Ein Rumpeln unterbrach ihn und ließ ihn aufhorchen. Da war jemand. Irgendjemand außer ihm war noch in diesem Haus. Sirius nahm seinen Zauberstab, stand langsam auf, bereit, jederzeit zu töten. Dieser Mistkerl, der das getan hatte, war er noch hier? War es vielleicht sogar Peter, der schauen wollte, ob er noch etwas Wertvolles abstauben konnte? Der Nebel in Sirius' Kopf klärte sich und die Trauer und Wut verhalfen ihm zu Entschlossenheit. Er würde töten. Er hatte einen seiner besten Freunde unschuldig für einen Verräter gehalten, er hatte seinen allerbesten Freund verloren und er würde seinen dritten Freund eigenhändig töten, für das, was er ihm angetan hatte. Sirius schwor Rache.
„Sirius, bist du das?"
Fast wäre ihm der Zauberstab aus der Hand gefallen.
„Hagrid?!"
Die massige Gestalt des Wildhüters erschien im Türrahmen. Sein Gesicht war ähnlich verquollen wie Sirius' und er hielt ein kleines Bündel in den Armen.
„Oh, Sirius!", schluchzte er. „Es is' so schlimm, so schlimm… James… Ich weiß, wie nah du ihm warst, und Lily… Ohhhh!"
Es schüttelte ihn und beinahe hätte er das Bündel fallen gelassen, schien ihm aber größte Bedeutung zukommen zu lassen und strich ihm sanft über den Kopf.
„Harry lebt! Er lebt, kannste das glauben, Sirius? Und Voldemort! Der ist fort, Harry hat ihn besiegt, ich weiß nicht, wie, verdammt, das is' alles so unglaublich!"
Sirius erstarrte. Harry? Harry lebte?
„Er lebt?", flüsterte er heiser.
Das dumpfe, leblose Gefühl wegen James' und Lilys Todes wich ein kleines Stück und machte der Erleichterung Platz. Er lebte. Der Junge hatte überlebt! Sirius zitterte, wusste nicht mehr, was er machen sollte, wusste gar nichts mehr, aber Harry hatte überlebt!
„Gib ihn mir!", verlangte er leise.
Er brauchte ihn. Brauchte James' Ebenbild, seinen Patensohn, er wollte ihn halten, sich an ihm festhalten, an ihm festklammern, damit der Junge ihm half, nicht zu zerbrechen, wie es mit seinem Herzen passiert war.
Hagrid sah ihn etwas überrascht an.
„Ich weiß, dass du sein Pate bist, Sirius, aber… Dumbledore hat mir den Auftrag gegeben, ihn zu seinen Verwandten zu bringen, den Muggeln… Du weiß schon."
Er machte eine ungelenke Handbewegung.
Sirius fixierte ihn ungläubig und Hagrid wurde eine Spur röter.
„Sorry, Mann… Aber Dumbledore will ihn da haben, damit er so sicher wie möglich is…"
Sirius nickte ergeben. Jetzt wäre ihm Harry eh ihm Weg. Er musste Peter umbringen, das sollte ein kleines Kind nicht sehen… Er würde sich später um ihn kümmern. Er war schließlich sein Pate.
„Nimm mein Motorrad", bot er leise an, wissend, dass Hagrid schon immer ein Auge auf seine Maschine geworfen hatte, „dann bist du schneller."

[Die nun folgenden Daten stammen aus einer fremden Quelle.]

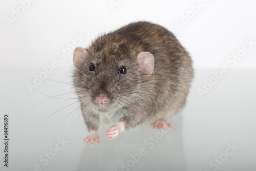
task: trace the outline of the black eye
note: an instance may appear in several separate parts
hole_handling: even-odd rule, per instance
[[[95,67],[94,67],[93,64],[91,63],[89,67],[89,70],[90,71],[94,71],[95,70]]]
[[[126,73],[126,68],[124,66],[121,67],[119,69],[118,73],[125,74]]]

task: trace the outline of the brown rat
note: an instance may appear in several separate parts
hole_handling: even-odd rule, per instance
[[[132,23],[74,52],[73,81],[89,131],[84,143],[100,143],[100,121],[115,123],[109,139],[151,122],[163,130],[185,104],[192,61],[175,36],[147,22]]]

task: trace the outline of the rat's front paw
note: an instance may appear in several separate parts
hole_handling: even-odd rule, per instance
[[[153,122],[150,125],[153,125],[153,129],[157,127],[157,130],[160,130],[161,131],[163,131],[165,126],[170,129],[173,127],[172,124],[164,119],[161,119],[156,121]]]
[[[121,132],[121,128],[117,125],[112,126],[105,134],[106,137],[109,137],[108,140],[116,138]]]
[[[112,126],[105,134],[105,136],[109,137],[108,140],[116,138],[120,133],[124,130],[124,123],[118,122],[116,125]]]
[[[94,141],[96,141],[98,144],[100,144],[99,135],[98,134],[98,132],[97,131],[91,131],[89,135],[84,138],[83,139],[84,145],[87,144],[88,142],[90,142],[91,145],[93,145]]]

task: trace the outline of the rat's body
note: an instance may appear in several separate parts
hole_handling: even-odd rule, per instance
[[[157,25],[133,23],[75,50],[75,88],[90,135],[99,143],[100,121],[112,122],[106,135],[151,122],[163,129],[185,104],[193,77],[191,60],[173,34]]]

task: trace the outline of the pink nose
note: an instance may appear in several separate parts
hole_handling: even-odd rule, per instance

Der Halbriese konnte nämlich nicht apparieren und Sirius konnte sich nicht vorstellen, wie er hier wegkommen wollte.
„Danke!", sagte Hagrid und so etwas wie ein Lächeln stahl sich auf sein Gesicht.
„Keine Sorge, Sirius, ich pass auf ihn auf, auf den kleinen Racker… wird bestimmt wie sein Papa, du wirst sehen… Er macht dich stolz, so als dein Patenkind…"

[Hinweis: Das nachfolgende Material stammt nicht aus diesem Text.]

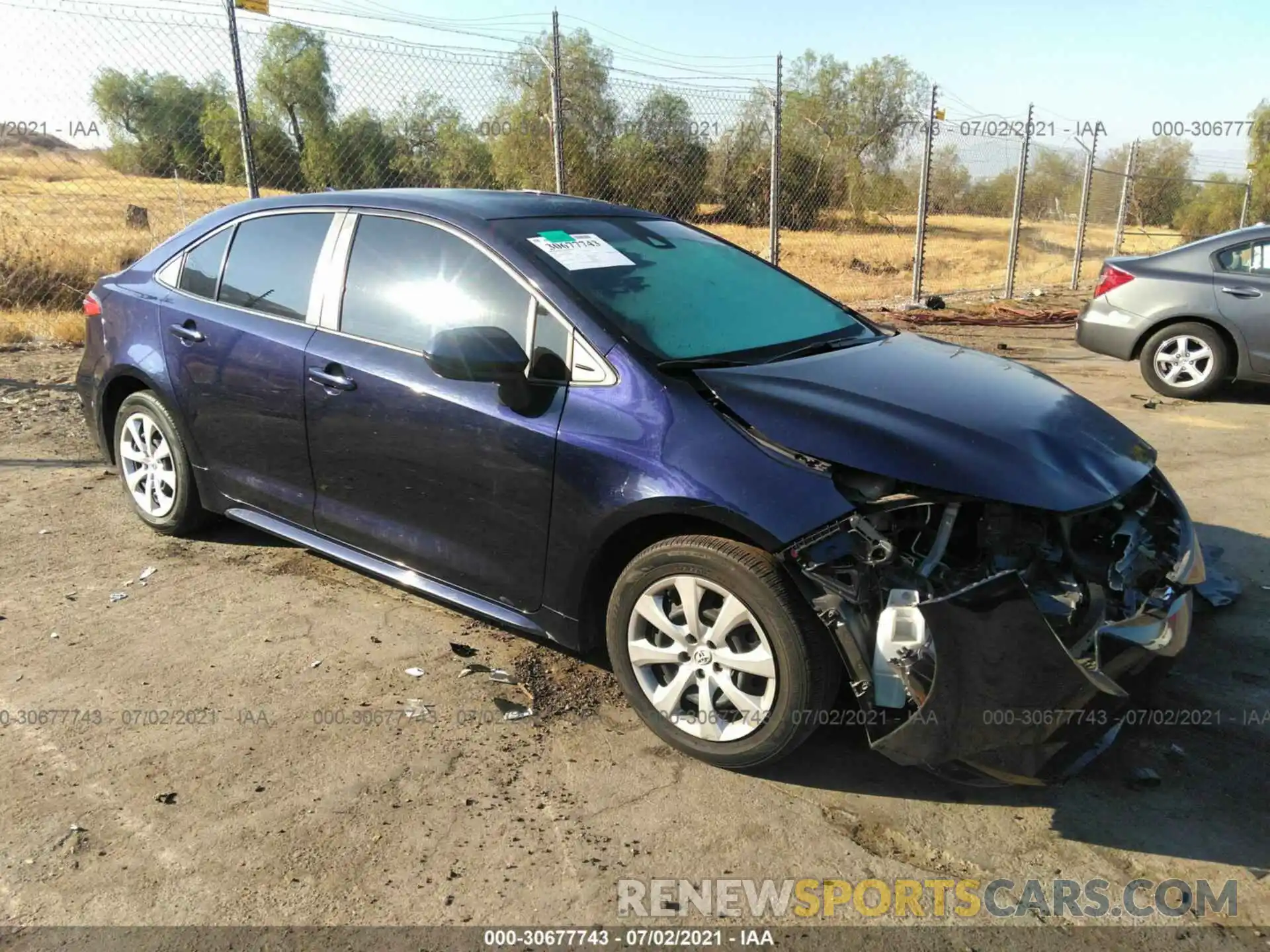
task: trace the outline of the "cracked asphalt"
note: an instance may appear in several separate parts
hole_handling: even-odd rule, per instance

Sirius nickte nur, zu sehr drückte der Kloß in seinem Hals. Er wich zur Seite, ließ Hagrid vorbei und verließ das Haus, in dem er so viele Stunden seines Lebens verbracht hatte, dass es wie ein zweites Zuhause für ihn war, ohne einen weiteren Blick auf seinen toten besten Freund zu werfen.
Es fiel ihm nicht schwer, Peter zu finden. Er kehrte als Hund in sein Haus zurück, nahm seine Fährte auf und nach dem vierten Versuch apparierte er in eine kleine Muggelstadt. Sirius runzelte die Stirn, fragte sich, was Peter hier wollte…

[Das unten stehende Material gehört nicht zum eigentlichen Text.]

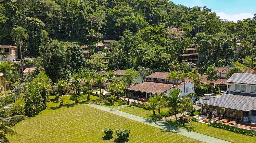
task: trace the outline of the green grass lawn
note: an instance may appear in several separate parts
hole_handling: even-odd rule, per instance
[[[137,107],[134,107],[134,109],[132,109],[132,107],[126,107],[122,108],[119,109],[120,111],[128,113],[131,114],[136,115],[138,116],[140,116],[148,119],[151,119],[152,118],[152,115],[153,114],[153,111],[152,110],[146,110],[143,108],[139,108]],[[169,109],[166,107],[161,109],[160,112],[164,113],[165,114],[165,112],[168,112]],[[156,114],[158,114],[158,111],[156,111]]]
[[[184,126],[182,123],[175,122],[175,119],[172,120],[171,123],[170,122],[166,123],[230,142],[249,143],[255,142],[256,140],[256,137],[253,137],[211,126],[208,127],[206,124],[193,122],[192,123],[192,128],[190,128],[190,123],[185,124],[185,126]]]
[[[6,137],[12,143],[113,142],[116,129],[125,128],[131,131],[129,142],[200,142],[84,104],[67,106],[72,103],[68,97],[66,106],[52,108],[56,105],[50,101],[41,114],[13,127],[21,137]],[[110,139],[104,137],[108,126],[114,130]]]
[[[109,108],[113,108],[118,106],[119,103],[117,102],[115,102],[114,103],[114,105],[113,105],[112,102],[102,102],[99,103],[98,104],[102,106],[105,106]]]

Wahrscheinlich untertauchen. Abhauen, dieser elende Dreckssack!
Es dauerte nicht lange, bis er ihn in einer belebten Einkaufsstraße fand. Es war mittlerweile später Morgen und es gab keine Dunkelheit mehr, die ihn bei seiner Verwandlung decken konnte. Missmutig sah sich Sirius um, konnte aber nichts Passendes entdecken. Um Peter nicht aus den Augen zu verlieren, ging er durch einer Ansammlung von Mülltonnen und -säcken und trat als Mensch wieder hervor. Igitt. Er stank schon jetzt nach den Essensresten dieser Muggel. Ein paar von ihnen starrten ihn mit großen Augen an, irgendjemand rief Penner, mehrere lachten und er wischte sich genervt eine Bananenschale von der Jacke.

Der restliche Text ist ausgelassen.